The movement to consume locally raised food has grown so much a new word has been added to the dictionary. ‘Locavores’ are people who are committed to eating only food grown within a certain radius of their homes. Locavores want to know where their food comes from and who are the local farmers. They believe in eating whole, non-processed foods, organic vegetables and meat raised on a species-appropriate diet.
Ken said, regarding meat, having the right diet was more important than organics.
“With plants, that’s probably true but with meat animals, it’s not. The most important thing with ruminants is that they are all 100 percent grass fed because you can feed them the best organic grain in the world and it will still make them sick because they are not designed to digest that."
“Standing Into the Storm,” by Kathy Lindner with Ken Linder, is a testament to perseverance and never losing faith. Through obstacles that would have had many of us giving up, the Lindners followed a dream, and that dream included bison.
Although bison were nearly extinct at end of the 19th century, they are no longer an endangered species. In North America, their growth rate is estimated to be between 20 to 25 percent annually. Much of this is due to private herds such as the Lindner’s.
Kathy and Ken Lindner will be at Margie’s Book Nook from 1-3 p.m., Saturday, Feb. 9 where they will answer questions and sign copies of their book.
For more information, call Margie’s at 257-2392.
Some people might wonder how someone could eat an animal they love. But the Lindners might ask, how can someone eat an animal they know nothing about?
Ken said, “The thing that underlies all this is we love these animals, and we respect these animals. And we know that the meat that’s provided is the best on the planet. It’s a gift, as Kathy likes to say. It’s not a commodity. It’s not something you can pick up at any Ralphs in the state, so we want to make sure that the people who are using it appreciate what they’re getting.”
After several years of commuting, last November the Lindners finally moved onto their ranch to become fulltime Lassen County residents.

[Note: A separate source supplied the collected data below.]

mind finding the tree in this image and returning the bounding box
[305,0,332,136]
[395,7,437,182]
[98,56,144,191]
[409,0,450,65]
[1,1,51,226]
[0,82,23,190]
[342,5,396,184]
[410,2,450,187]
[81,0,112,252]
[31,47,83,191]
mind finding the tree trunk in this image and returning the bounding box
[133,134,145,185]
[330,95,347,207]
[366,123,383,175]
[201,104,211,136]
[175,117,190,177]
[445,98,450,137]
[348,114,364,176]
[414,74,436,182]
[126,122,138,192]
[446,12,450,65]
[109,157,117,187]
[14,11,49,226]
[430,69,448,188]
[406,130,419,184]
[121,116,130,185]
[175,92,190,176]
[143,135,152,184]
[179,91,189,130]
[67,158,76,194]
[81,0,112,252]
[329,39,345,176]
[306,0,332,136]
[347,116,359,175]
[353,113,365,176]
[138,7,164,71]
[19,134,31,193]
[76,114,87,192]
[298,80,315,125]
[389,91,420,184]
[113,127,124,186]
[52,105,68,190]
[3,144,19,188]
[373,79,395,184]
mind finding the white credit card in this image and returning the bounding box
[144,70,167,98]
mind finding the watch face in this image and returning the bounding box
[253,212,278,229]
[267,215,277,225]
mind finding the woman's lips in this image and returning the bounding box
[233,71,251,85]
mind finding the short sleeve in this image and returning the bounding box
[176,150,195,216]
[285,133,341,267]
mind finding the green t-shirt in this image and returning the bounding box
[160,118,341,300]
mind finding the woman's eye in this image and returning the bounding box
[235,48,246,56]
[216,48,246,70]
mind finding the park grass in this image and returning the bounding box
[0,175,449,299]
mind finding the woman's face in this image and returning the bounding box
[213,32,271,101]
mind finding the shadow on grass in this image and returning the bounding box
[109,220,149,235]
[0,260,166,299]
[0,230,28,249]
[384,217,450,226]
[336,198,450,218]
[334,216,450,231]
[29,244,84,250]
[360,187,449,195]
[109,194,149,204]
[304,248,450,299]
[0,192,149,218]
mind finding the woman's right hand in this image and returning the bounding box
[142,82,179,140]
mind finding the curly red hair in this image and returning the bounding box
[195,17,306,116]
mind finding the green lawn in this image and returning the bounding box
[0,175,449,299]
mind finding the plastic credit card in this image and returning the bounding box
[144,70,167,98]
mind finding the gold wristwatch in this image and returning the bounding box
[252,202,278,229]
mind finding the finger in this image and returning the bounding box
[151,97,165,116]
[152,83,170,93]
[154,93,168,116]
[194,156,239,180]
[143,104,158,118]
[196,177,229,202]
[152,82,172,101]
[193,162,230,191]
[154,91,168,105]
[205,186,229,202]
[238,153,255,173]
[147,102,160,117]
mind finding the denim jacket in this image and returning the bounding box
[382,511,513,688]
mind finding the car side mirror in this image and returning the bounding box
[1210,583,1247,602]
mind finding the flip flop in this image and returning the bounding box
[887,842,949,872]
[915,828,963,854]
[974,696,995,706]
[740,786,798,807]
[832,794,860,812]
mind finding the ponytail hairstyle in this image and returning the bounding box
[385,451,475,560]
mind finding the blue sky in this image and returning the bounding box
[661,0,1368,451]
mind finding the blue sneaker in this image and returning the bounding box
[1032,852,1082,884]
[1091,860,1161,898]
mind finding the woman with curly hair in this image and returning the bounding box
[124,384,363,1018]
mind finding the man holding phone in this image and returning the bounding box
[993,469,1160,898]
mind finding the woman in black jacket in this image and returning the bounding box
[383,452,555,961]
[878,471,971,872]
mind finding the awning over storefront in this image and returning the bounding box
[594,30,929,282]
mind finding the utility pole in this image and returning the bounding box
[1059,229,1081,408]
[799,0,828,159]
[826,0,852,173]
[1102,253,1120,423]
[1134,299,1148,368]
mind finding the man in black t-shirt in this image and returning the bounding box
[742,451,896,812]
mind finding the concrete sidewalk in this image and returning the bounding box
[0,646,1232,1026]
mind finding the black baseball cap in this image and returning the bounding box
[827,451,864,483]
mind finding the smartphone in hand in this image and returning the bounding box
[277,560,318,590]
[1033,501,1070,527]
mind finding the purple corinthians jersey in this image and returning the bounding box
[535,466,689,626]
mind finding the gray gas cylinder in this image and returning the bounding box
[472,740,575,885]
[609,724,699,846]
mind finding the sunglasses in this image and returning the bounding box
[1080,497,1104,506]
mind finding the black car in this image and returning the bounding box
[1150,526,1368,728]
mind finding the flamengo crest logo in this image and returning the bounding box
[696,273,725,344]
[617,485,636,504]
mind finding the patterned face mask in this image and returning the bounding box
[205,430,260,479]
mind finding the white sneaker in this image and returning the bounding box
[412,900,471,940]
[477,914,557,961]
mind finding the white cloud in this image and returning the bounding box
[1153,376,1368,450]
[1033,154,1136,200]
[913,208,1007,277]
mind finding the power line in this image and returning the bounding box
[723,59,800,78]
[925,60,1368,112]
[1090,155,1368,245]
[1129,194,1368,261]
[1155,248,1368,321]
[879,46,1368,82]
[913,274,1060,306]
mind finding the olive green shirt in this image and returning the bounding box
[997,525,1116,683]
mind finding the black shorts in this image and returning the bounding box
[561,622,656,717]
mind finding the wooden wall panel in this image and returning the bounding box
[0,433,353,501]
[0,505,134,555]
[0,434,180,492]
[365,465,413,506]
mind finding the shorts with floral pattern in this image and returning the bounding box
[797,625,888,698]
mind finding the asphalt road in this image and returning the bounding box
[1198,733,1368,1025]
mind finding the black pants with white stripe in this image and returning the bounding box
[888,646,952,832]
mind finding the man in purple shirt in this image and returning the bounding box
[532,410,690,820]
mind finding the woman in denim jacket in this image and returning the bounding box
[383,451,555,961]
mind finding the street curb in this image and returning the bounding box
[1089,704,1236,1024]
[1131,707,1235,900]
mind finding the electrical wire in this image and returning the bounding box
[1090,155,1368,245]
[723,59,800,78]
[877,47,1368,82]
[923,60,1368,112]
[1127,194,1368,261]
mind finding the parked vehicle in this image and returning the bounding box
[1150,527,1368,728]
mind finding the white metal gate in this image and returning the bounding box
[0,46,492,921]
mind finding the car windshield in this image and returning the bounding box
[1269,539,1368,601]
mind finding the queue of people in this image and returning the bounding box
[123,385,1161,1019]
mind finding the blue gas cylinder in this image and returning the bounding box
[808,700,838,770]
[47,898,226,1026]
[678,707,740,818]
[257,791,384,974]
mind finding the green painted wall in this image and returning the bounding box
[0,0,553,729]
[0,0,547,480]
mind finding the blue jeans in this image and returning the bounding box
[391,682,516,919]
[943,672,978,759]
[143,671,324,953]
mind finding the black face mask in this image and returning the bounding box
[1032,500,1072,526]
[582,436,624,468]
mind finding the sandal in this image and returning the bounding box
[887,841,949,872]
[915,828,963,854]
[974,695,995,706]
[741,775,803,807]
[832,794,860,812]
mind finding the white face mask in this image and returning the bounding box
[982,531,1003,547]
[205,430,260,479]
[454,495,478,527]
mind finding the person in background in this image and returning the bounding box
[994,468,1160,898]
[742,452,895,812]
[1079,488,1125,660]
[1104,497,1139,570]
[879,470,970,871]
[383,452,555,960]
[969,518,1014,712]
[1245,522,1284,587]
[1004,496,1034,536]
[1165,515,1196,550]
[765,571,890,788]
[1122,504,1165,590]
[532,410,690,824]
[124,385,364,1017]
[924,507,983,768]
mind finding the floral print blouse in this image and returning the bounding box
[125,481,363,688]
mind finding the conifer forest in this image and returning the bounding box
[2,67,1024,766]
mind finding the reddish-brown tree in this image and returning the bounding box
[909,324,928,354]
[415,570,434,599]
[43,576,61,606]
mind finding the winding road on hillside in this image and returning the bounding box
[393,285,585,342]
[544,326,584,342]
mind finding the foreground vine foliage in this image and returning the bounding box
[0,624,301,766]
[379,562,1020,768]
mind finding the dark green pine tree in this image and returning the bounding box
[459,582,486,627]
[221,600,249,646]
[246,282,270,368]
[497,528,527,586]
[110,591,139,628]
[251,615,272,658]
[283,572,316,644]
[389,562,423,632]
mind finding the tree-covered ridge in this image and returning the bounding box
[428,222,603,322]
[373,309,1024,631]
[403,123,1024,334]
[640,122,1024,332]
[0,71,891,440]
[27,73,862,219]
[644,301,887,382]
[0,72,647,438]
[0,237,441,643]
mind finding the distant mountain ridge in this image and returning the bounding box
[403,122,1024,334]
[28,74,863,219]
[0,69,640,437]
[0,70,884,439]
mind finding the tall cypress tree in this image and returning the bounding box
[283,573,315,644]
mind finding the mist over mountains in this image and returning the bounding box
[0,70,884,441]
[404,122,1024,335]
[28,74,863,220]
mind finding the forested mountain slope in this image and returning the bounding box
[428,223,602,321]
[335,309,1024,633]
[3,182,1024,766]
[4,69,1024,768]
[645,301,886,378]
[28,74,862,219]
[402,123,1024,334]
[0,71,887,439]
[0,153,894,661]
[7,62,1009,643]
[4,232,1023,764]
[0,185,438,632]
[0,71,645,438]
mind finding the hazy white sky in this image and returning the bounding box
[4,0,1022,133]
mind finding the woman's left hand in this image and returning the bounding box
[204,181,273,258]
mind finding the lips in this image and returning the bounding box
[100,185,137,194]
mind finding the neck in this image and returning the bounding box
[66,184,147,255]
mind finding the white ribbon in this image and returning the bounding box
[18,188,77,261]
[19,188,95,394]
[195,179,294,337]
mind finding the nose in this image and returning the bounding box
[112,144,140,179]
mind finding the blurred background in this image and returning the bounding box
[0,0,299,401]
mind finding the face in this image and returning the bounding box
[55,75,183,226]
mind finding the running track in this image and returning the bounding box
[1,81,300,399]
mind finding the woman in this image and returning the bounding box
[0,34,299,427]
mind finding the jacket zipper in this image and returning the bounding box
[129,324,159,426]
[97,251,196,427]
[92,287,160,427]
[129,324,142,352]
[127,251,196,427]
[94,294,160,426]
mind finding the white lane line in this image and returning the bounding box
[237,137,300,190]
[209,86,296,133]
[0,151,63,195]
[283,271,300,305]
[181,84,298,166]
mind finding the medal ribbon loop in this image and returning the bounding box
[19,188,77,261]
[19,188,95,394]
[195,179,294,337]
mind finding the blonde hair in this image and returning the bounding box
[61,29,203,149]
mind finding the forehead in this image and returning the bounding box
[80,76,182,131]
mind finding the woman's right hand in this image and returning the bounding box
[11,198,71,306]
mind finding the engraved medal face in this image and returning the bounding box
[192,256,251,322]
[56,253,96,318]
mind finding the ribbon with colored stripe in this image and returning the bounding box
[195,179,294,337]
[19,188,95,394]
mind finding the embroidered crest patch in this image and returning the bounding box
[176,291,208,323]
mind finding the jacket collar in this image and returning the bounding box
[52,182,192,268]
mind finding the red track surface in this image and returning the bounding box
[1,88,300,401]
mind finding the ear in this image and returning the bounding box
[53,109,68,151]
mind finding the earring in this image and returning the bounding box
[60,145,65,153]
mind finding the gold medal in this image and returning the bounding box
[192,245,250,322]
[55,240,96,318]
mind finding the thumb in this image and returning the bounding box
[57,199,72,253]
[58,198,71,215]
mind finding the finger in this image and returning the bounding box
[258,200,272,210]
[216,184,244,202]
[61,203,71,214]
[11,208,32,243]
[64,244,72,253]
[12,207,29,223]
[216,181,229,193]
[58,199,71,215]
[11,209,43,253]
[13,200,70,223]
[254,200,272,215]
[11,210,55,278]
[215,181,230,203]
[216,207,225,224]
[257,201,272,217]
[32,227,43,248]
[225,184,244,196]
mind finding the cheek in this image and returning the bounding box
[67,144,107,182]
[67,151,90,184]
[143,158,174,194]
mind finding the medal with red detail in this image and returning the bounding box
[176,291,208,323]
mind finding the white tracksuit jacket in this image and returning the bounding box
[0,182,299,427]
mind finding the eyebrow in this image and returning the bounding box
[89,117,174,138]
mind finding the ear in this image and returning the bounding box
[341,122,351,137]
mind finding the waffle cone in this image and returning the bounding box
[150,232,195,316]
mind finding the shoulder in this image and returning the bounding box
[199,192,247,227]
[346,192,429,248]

It’s been a labor of love, but labor just the same.
“We have a lot of work to do on this place,” said Ken. “We have to cross fence it all so we can really get the rotational grazing working the way it’s supposed to be.”
Rotational grazing is a method of rotating livestock to different parts of the pasture in a regular sequence. This allows pasture plants to recover and grow after grazing.
“We want to bring other species on here,” Ken continued. “The only reason we’ve been able to do this long-distance ranching all these years is that we’ve had very, very self-sufficient animals bison. If you just leave them alone and make sure they have food and something to drink, they can take care of business. There’s no problem. But now we’re talking about turkeys or chickens or pigs and all of those take much more care because they’re not wild. They’re more dependent. We’re putting up a lot of fences so we have all of these pastures subdivided. Then we have the planning. We want to make this place as productive as possible.”
One thing is certain, as the Lindners continue to develop their ranch, they’ll do so in a holistic way, taking into account the welfare of the animals and the needs of potential customers for healthy meat from animals that have been fed a healthy diet.
Kathy said, “We all feed on the life energy of other things whether it’s a plant or an animal, but when you’re dealing with an animal it’s different. What I’m really talking about is even our bodies will go to feed the earth, so it’s all part of the grand plan, the natural cycle.”